There being no direct conflict between Federal Rule 8 and § 549.191, the court applies the Erie doctrine analysis. Walker at 752-53, 100 S.Ct. at 1986. That analysis does not consist of a mere mechanical determination whether the state provision is "procedural" or "substantive" since even a so-called procedural provision can have such a substantial effect on the litigation as to require its application under Erie. See, e.g. Id.; Ragan v. Merchants Transfer & Warehouse Co., 337 U.S. 530, 69 S.Ct. 1233, 93 L.Ed. 1520 (1949); Cohen v.
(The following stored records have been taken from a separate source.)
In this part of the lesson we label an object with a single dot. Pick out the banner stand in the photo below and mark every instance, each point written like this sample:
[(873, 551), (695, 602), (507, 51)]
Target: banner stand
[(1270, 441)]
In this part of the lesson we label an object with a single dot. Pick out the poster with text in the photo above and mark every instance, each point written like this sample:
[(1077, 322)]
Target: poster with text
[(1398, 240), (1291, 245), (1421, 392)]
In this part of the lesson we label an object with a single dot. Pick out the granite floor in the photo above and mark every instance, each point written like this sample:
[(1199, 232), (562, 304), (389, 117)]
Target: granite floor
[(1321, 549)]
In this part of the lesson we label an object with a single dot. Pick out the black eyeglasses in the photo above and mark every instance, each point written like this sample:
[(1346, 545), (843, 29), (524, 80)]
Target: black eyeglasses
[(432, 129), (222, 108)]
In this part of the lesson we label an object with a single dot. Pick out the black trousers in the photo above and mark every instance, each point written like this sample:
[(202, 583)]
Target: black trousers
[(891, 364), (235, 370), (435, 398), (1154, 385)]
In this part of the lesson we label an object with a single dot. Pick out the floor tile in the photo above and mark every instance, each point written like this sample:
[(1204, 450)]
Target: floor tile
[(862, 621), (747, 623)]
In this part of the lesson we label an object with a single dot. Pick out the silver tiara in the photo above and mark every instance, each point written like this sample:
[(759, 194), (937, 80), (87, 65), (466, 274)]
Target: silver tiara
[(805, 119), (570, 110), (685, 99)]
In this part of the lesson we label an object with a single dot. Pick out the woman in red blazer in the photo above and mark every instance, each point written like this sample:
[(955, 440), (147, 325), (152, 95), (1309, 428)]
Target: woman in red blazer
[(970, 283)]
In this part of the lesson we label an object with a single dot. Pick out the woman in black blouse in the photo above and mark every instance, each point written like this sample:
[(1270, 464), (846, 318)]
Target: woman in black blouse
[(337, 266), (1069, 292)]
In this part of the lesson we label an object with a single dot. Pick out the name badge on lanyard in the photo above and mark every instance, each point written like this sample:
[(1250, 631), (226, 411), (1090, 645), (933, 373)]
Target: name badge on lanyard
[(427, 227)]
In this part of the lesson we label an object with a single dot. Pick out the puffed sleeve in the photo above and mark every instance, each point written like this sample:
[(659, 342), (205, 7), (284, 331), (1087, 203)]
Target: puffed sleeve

Beneficial Indus. Loan Corp., 337 U.S. 541, 69 S.Ct. 1221, 93 L.Ed. 1528 (1949). The Erie analysis has evolved into a broader inquiry which, applied to this case, can be stated as follows: whether the variation between litigation with § 549.191 enforced and without § 549.191 enforced is substantial enough to raise equal protection problems or influence the choice of forum. Walker, 446 U.S. at 753, 100 S.Ct. at 1986; Hanna, 380 U.S. at 468, 85 S.Ct. at 1142.

The variation need not mean the difference between full recovery and no recovery in order to be considered substantial under Erie. In Cohen, the Supreme Court found substantial the application of a state statute requiring plaintiffs in stockholders' derivative suits to file a security bond to cover defense fees in case the suit fails. The Court later cited Cohen for the proposition that even non-dispositive variations can influence forum choice. Hanna, 380 U.S. at 469 n. 10, 85 S.Ct. at 1143 n. 10.

Applying the Erie analysis to this case, the court finds enforcement of § 549.191 would influence the choice of forum. That provision keeps a claim for punitive damages out of the case unless and until plaintiff can make a prima facie showing under § 549.20. When faced with the choice between a forum which applies § 549.191 and one which does not, a party might well choose the latter because it provides a tactical, though non-dispositive, advantage. In the court's view, this variation is substantial enough to influence forum choice and, under Erie, must be eliminated by applying § 549.191 in this federal diversity action. Fournier v. Marigold Foods, Inc., 678 F.Supp. 1420 (D.Minn.1988); Windsor v. Guarantee Trust Life Ins. Co., 684 F.Supp. 630, 633 (D.Idaho 1988) (court held virtually identical statute not in direct conflict with Federal Rule and, under Erie, applicable in federal diversity action). But see Jacobs v. Pickands Mather & Co., Civ. No. 5-87-49 (D.Minn. August 24, 1987).

Plaintiff's reliance upon Hughes v. Mayo Clinic, 834 F.2d 713 (8th Cir.1987) is misplaced. Hughes dealt with a direct conflict between a Federal Rule and a state provision. Id. at 715-16. As stated above, there is no direct conflict in this case. The analytical dichotomy between direct conflict cases and cases like this makes Hughes non-controlling.

Nor is the court convinced by plaintiff's argument that its holding may deny equal protection to litigants who are unable to satisfy the jurisdictional amount absent a claim for punitive damages. In such a case, a motion to dismiss could be met by crossmotion to amend the pleading to include punitive damages. Cf. Windsor, 684 F.Supp. 630, 633.

Expedited appeal pursuant to 28 U.S.C. § 1292(b) is unwarranted since plaintiff may move to amend the complaint to plead punitive damages pursuant to § 549.191.

Defendants' motion to strike plaintiff's prayer for punitive damages is GRANTED.

FootNotes


1. Defendants also have moved to dismiss the parents as individual plaintiffs, leaving the father as trustee for decedent's heirs as sole plaintiff. This issue has become moot because plaintiffs have agreed to dismiss the parents as individuals.